Being Positive Despite Difficulties (besides eating chocolate)

February 14, 2008

Today on Moms Morning Show Kelly, Cara, Marie and I talked some more about being positive in business. Blog Talk Radio was having some issues and there was a bad echo until Marie hung up (sorry Marie!). So when she left the show, she left us with a question:

“How do you remain positive when you’re doing everything you should but have problems due to factors beyond your control?”

I thought that was a great question and my response was that the answer was self evident. Marie left the conversation due to her phone, but she gave us an interesting topic for conversation instantly (and due to some insomnia, I for one was feeling a little brain dead until then!).

I shared how one day when I was all geared up to get some major work done, had the mommy’s helper over and a big fat to do list to accomplish, and my Internet went dead.

I tried all the usual things, but nothing was working. Later I found out that the internet was down everywhere in my neighborhood. At first I was really disappointed, but I decided to try to make the best of the situation. So I thought about what I *could* do, which was get on my computer and write.

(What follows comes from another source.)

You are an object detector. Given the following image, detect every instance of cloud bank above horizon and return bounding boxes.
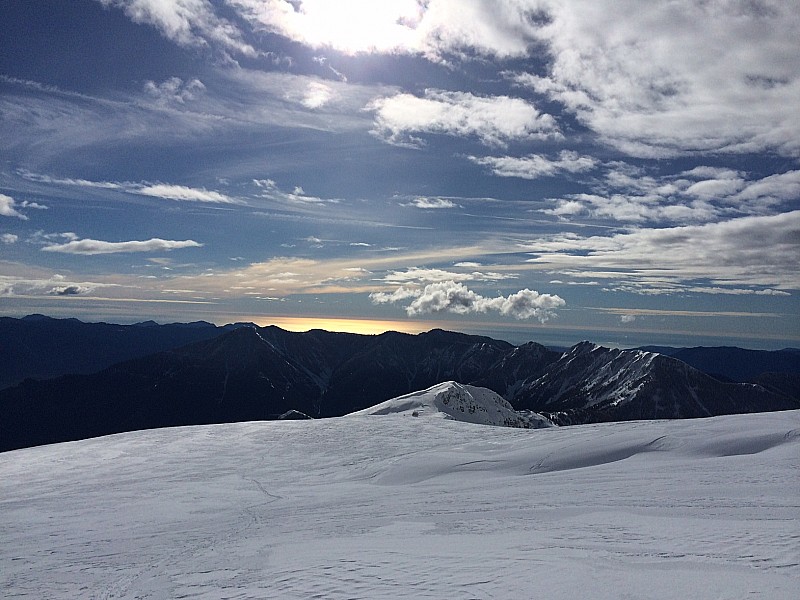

But, that day ended up being one of the most productive days I’ve ever had, because I started my first information product. The rough draft was complete that day. Who knows how long I might have procrastinated on that, and income I would have lost out on. So, my thought was to try to make the best of the situation.

Secondly, language is very powerful. I remember reading a point in one of Anthony Robbins’ books about this. He suggested that we intentionally downplay our unpleasant feelings when we speak, and our emotions will follow suit. For instance, if we’re tired we should say “I’m feeling a bit tired today”, instead of “I’m so totally and completely exhausted!”. Or, instead of saying “It’s always something” or “If it’s not one thing it’s another”, say something like: “This is a little annoying, but I’ll work through it.”

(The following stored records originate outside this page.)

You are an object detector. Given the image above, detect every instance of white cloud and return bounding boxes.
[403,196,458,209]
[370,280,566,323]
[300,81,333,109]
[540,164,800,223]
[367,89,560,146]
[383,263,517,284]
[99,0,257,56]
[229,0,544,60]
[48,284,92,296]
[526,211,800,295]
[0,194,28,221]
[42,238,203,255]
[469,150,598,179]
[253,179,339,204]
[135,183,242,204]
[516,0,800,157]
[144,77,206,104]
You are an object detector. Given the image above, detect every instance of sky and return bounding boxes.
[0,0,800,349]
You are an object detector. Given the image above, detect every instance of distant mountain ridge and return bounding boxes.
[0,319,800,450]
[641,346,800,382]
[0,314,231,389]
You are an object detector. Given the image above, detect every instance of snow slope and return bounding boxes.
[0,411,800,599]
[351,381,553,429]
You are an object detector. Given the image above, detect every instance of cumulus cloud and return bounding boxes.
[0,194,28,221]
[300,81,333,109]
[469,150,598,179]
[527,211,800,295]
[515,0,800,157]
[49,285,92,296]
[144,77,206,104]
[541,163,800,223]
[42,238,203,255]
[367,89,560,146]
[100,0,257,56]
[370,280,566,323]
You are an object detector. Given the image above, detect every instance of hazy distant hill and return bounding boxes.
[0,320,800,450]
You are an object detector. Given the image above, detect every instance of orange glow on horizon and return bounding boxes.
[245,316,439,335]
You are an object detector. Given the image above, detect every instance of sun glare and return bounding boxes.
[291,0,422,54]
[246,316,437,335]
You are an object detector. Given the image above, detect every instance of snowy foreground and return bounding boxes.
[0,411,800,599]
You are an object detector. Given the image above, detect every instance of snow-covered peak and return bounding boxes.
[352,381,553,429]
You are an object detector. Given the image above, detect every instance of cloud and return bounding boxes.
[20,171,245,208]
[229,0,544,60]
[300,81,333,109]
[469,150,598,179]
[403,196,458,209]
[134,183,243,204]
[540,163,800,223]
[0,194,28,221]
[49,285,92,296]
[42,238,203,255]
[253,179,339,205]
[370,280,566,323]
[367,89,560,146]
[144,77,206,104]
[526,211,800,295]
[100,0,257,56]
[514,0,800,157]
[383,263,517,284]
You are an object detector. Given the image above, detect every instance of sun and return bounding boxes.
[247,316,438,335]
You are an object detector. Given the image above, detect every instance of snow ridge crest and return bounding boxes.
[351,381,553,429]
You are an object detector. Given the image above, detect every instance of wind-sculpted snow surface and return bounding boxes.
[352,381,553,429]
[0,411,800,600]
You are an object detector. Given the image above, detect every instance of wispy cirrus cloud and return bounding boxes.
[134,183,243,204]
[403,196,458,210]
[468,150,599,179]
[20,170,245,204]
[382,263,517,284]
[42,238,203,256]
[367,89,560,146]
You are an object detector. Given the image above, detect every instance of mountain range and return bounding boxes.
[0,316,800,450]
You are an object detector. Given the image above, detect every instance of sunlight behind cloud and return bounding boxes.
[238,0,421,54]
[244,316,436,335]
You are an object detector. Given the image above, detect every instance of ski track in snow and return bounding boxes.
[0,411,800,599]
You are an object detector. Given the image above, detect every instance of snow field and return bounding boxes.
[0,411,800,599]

Another thing I mentioned on the show is that if we have the expectation that life will behave, we’re setting ourselves up for major disappointment. Life doesn’t behave! Life is great but it doesn’t behave, so we can’t expect it to be trouble free.

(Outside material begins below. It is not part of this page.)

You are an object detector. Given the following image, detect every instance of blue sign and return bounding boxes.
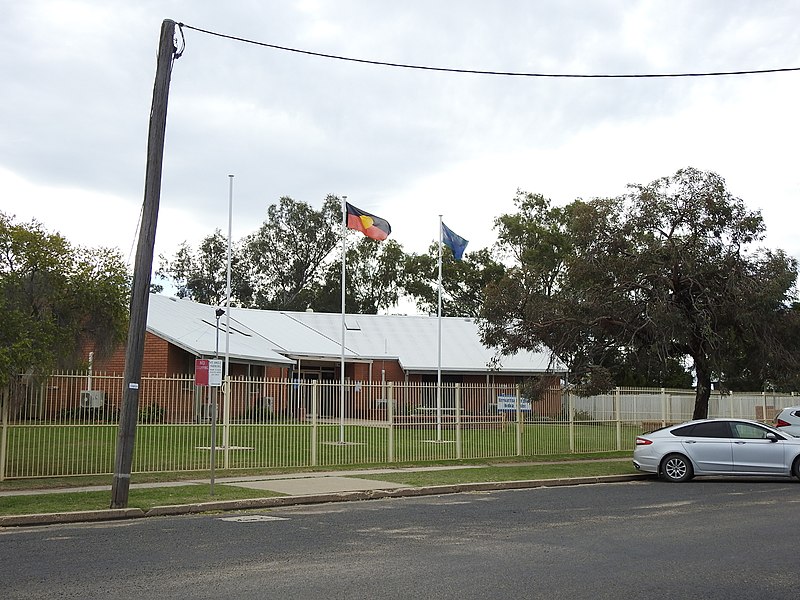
[497,394,531,412]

Changing that paradigm will work wonders in our life.

I see parallels with parenting here. For one, we need to be careful about how we talk (even in our own minds) about our kids. With my oldest, I had difficulty teaching him how not to be bossy with other children. First, I switched “bossy” around in my head and turned it into “natural leader”.

So I would remind him that he was a natural leader, and that would serve him well in adulthood, but for now he needed to learn how not to turn other kids off when he interacted with them.

We also can’t expect our children to behave all the time, or to read our minds or meet our needs. They’re little people learning how to be in the world and get their needs met. They’re not misbehaving to get on our nerves. Keeping that firmly in mind makes things so much easier.